ERRORS not READ by Errdemon (ORDERED chronologically):

Error Record:
Erec_flags ........ 1
Erec_len .......... 54
Erec_timestamp ..... 46dcdd9d
Erec_rec_len ....... 34
Erec_dupcount ...... 0
Erec_duptime1 ...... 0
Erec_duptime2 ...... 0
erec_rec.error_id ..... Dd11b4af
Erec_rec.resource_name.
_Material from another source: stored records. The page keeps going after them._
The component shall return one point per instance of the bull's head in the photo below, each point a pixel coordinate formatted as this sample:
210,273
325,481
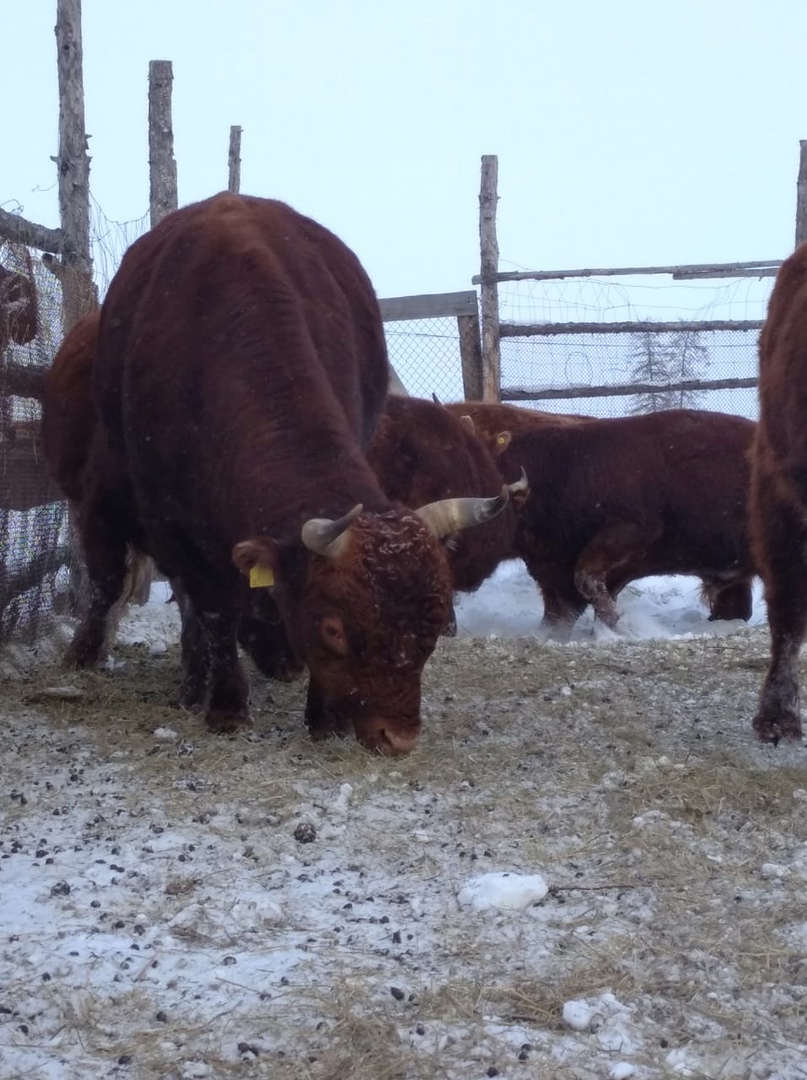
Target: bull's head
376,595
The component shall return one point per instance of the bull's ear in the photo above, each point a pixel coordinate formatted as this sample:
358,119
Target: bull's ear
501,442
258,559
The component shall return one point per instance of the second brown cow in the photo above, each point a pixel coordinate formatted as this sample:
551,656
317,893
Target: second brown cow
616,500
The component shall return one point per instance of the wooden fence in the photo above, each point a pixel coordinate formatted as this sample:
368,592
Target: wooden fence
494,329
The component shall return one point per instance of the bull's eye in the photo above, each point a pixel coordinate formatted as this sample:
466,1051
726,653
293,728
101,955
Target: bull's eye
333,634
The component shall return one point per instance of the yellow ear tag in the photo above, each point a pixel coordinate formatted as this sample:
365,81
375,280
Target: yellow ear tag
260,577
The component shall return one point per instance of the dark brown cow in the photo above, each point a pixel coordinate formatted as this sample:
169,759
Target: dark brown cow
778,503
69,422
616,500
241,367
725,599
493,418
18,315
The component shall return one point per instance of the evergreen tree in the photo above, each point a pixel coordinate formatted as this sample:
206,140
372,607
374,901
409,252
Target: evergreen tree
661,359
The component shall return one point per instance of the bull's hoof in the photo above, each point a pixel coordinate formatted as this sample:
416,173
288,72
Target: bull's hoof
227,724
191,697
772,729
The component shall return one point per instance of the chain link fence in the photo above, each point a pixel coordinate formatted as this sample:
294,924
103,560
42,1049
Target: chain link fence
426,355
591,360
34,544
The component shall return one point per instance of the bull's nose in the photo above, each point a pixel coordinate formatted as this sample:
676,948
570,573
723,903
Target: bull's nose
382,738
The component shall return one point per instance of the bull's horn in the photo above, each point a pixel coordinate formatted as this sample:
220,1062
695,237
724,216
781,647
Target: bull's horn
451,515
326,537
521,485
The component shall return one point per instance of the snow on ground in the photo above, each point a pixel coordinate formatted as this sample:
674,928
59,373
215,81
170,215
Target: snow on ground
132,936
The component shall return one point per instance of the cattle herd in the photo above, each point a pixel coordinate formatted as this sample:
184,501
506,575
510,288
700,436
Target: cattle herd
225,414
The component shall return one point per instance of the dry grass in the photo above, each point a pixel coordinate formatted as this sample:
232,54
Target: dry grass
627,774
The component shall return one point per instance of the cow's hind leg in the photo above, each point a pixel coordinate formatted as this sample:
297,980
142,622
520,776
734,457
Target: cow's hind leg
104,532
608,554
227,700
783,551
194,645
728,599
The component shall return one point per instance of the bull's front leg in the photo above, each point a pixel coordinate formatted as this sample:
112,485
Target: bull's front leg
608,555
782,551
227,703
103,536
594,590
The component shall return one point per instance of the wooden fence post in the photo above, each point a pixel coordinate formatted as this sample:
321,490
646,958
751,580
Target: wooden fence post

Sysproc
00007FFF FFFFD000 00000000 003de9cc ... =......
00000000 00020000 80000000 000290b2 ....... .....

< END >

"Turn" uses DBX, KDB to analyze Coredump under AIX

Contact Us

The content source of this page is from Internet, which doesn't represent Alibaba Cloud's opinion; products and services mentioned on that page don't have any relationship with Alibaba Cloud. If the content of the page makes you feel confusing, please write us an email, we will handle the problem within 5 days after receiving your email.

If you find any instances of plagiarism from the community, please send an email to: info-contact@alibabacloud.com and provide relevant evidence. A staff member will contact you within 5 working days.

A Free Trial That Lets You Build Big!

Start building with 50+ products and up to 12 months usage for Elastic Compute Service

  • Sales Support

    1 on 1 presale consultation

  • After-Sales Support

    24/7 Technical Support 6 Free Tickets per Quarter Faster Response

  • Alibaba Cloud offers highly flexible support services tailored to meet your exact needs.